It is possible to use hard spaces to achieve the indentation instead, if the bare ASCII file should have the indented look also outside Emacs148. With Org’s support, you have to indent all lines to line up with the outline headers. You would use these settings149:

(setq org-adapt-indentation t
      org-hide-leading-stars t
      org-odd-levels-only t)
Indentation of text below headlines (org-adapt-indentation)

The first setting modifies paragraph filling, line wrapping, and structure editing commands to preserving or adapting the indentation as appropriate.

Hiding leading stars (org-hide-leading-stars)
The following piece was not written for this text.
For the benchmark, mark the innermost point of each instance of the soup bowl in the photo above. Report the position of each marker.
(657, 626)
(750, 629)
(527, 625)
The second setting makes leading stars invisible by applying the face org-hide to them. For per-file preference, use these file ‘STARTUP’ options:

#+STARTUP: hidestars
#+STARTUP: showstars
Odd levels (org-odd-levels-only)

The third setting makes Org use only odd levels, 1, 3, 5, …, in the outline to create more indentation. On a per-file level, control this with:

#+STARTUP: odd
#+STARTUP: oddeven

To convert a file between single and double stars layouts, use M-x org-convert-to-odd-levels and M-x org-convert-to-oddeven-levels.


Footnotes

(148)

This works, but requires extra effort. Org Indent mode is more convenient for most applications.

(149)

org-adapt-indentation can also be set to ‘'headline-data’, in which case only data lines below the headline will be indented.